IN RECENT YEARS MORRISSEY HAS TAKEN TO SANCTIONING REISSUES OF HIS BACK-CATALOGUE ALBUMS.
New editions of MALADJUSTED, VIVA HATE, KILL UNCLE, BONA DRAG and SOUTHPAW GRAMMAR saw altered cover art, reordered track listings (in some cases absenting songs originally included altogether) and the addition of b-sides and unreleased curios. All very nice for the completist, of course, but a rather pedantic course of action for a man purported to be, these days, happy enough in his own skin to leave the past laying as it fell.

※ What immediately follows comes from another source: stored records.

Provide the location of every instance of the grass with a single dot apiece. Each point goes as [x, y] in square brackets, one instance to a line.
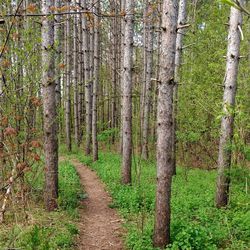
[196, 223]
[42, 230]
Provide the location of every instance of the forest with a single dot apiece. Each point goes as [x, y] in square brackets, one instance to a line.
[124, 124]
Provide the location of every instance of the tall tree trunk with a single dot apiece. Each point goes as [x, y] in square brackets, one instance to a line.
[96, 82]
[59, 52]
[123, 7]
[114, 68]
[164, 123]
[68, 85]
[49, 109]
[143, 89]
[127, 93]
[75, 77]
[179, 41]
[227, 122]
[88, 87]
[80, 80]
[147, 90]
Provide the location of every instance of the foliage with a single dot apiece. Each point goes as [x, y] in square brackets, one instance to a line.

There’s no escaping the fact that 1997’s MALADJUSTED – though perfunctory – was underwhelming in the context of its day, but 2009 seemed much too late after the fact for a perverted attempt to rescue general perception by dropping a couple of middleweight songs. Similarly the reordering of 1995’s SOUTHPAW GRAMMAR. This week it’s the turn of 1992’s Mick Ronson-produced glam-rockabilly stomp YOUR ARSENAL to suffer the “reissue! repackage! repackage!” treatment. Surprisingly, in the context of those other revisitations, almost everything about it is right.

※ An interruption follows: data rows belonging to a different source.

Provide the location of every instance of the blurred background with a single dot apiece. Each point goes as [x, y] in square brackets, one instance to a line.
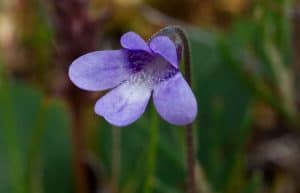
[246, 64]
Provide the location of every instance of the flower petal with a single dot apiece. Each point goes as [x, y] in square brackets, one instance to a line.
[99, 70]
[163, 46]
[124, 104]
[133, 41]
[175, 101]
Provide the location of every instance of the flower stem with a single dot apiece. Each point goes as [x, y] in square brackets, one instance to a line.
[152, 151]
[191, 182]
[116, 158]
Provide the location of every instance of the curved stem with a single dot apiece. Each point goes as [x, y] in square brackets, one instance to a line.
[191, 182]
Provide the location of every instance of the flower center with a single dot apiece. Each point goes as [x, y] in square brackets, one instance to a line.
[148, 69]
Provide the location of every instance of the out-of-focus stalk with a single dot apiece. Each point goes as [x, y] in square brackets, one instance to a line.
[76, 34]
[14, 155]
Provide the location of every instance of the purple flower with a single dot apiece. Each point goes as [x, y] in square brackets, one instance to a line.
[134, 72]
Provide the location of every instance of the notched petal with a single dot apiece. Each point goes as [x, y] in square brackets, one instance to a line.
[175, 101]
[99, 70]
[133, 41]
[163, 46]
[124, 104]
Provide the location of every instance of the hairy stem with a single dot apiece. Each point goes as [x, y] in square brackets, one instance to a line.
[152, 151]
[191, 182]
[116, 158]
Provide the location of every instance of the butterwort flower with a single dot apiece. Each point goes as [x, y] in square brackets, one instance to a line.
[134, 73]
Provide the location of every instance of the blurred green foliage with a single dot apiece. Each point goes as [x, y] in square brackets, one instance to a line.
[232, 70]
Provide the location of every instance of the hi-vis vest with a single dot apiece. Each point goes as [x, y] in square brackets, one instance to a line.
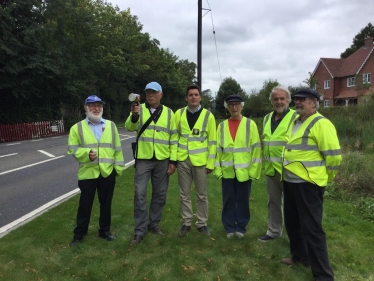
[313, 152]
[240, 158]
[109, 151]
[273, 144]
[199, 144]
[160, 139]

The artwork is close to faithful, and the running order is as its day and no additions – which is a head start. The remastering revitalises beef-rockers YOU’RE GONNA NEED SOMEONE ON YOUR SIDE, GLAMOROUS GLUE and TOMORROW (though the closer is, disappointingly, only present in its US single mix – smoothed out and minus quirky music hall piano pay-off).

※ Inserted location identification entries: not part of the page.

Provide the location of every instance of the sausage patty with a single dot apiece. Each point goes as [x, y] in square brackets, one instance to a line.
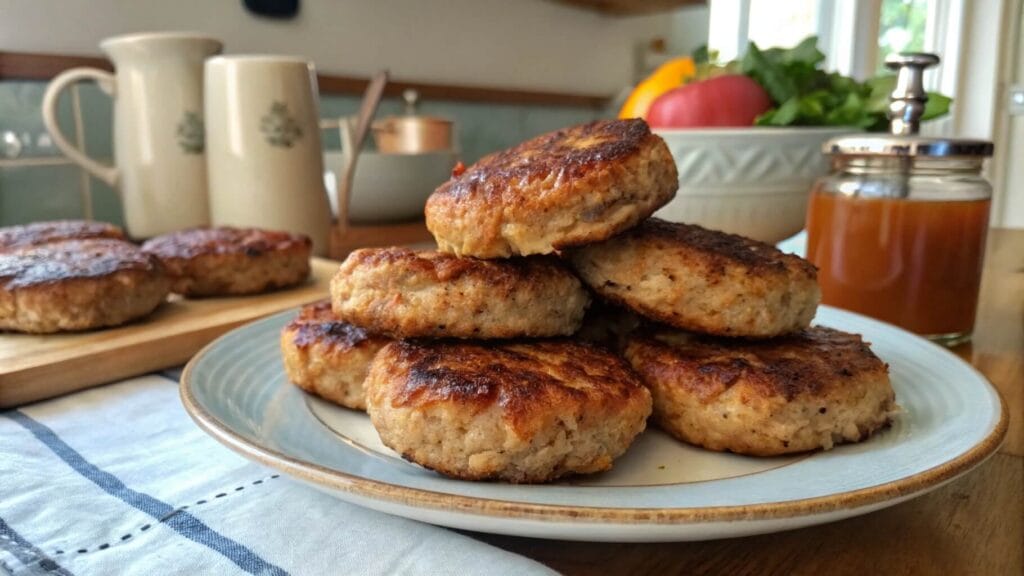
[518, 412]
[804, 392]
[568, 188]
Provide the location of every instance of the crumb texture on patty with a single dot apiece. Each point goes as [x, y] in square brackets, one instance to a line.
[514, 411]
[229, 260]
[36, 234]
[568, 188]
[804, 392]
[407, 293]
[327, 357]
[702, 280]
[78, 285]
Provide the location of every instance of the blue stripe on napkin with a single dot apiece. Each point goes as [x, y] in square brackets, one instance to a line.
[179, 521]
[34, 561]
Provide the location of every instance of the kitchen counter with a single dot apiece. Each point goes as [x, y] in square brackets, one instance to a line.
[974, 525]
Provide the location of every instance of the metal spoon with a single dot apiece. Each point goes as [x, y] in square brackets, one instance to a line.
[371, 99]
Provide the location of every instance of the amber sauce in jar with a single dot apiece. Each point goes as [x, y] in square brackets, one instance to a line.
[910, 262]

The Northern hair-pull WE HATE IT WHEN OUR FRIENDS BECOME SUCCESSFUL is delightfully bitchy; languid and beautiful SEASICK YET STILL DOCKED points the way to the disturbed serenity of 1994 follow-up VAUXHALL AND I; and camp-as-you-like singles YOU’RE THE ONE FOR ME, FATTY and CERTAIN PEOPLE I KNOW are the kind of essential / throwaway 45s Bowie did so well in the 1970s. Ah, Bowie… ROCK ‘N’ ROLL SUICIDE (specifically the closing “give me your hands… / You’re wonderful!” section) is lifted wholesale for Morrissey’s torch song I KNOW IT’S GONNA HAPPEN SOMEDAY. In the perfect display of pop eating itself and making a meal of it, a couple of years later Bowie covered Morrissey’s nod. Oh, how we laughed as we swallowed.
Back ‘in a band’ and strengthened by the gang mentality, Morrissey’s preoccupation with toughing out the claustrophobic atmospheres of the early 70s – his teenage years – finds bruising form in two lyrically misunderstood moments of exquisite social observation. Both are delivered in character; the football hooligan of floodlit fight anthem WE’LL LET YOU KNOW (“We’re all smiles then – honest, I swear – it’s the turnstiles that make us hostile” and “We are the last truly British people you will ever know”); and the troubled skinhead of THE NATIONAL FRONT DISCO, struggling to find any identity and purpose in an England blame-shifting ills onto immigrants (“You want the day to come sooner when you settle the score” / “England for the English!”).
That Morrissey would write from the psyche of these misfire misfits reflects only YOUR ARSENAL’s preoccupation with exploring (perhaps a construct of) the English working class masculinity of his youth. By refusing to explain his intent, though, the backlash from an already bored press was inevitable. But not entirely deserved – it was not long until similar eulogies to this noble, corrupt, beautiful and disgusting land of hope, horror, joy and ugly glory became de rigueur.
YOUR ARSENAL, then. Morrissey’s first ‘classic’ solo album; violent, vitriolic, shocking, stupid, clever, clumsy, bold, brassy and brilliant. But still seeming to be only a warm up for the masterpiece to follow.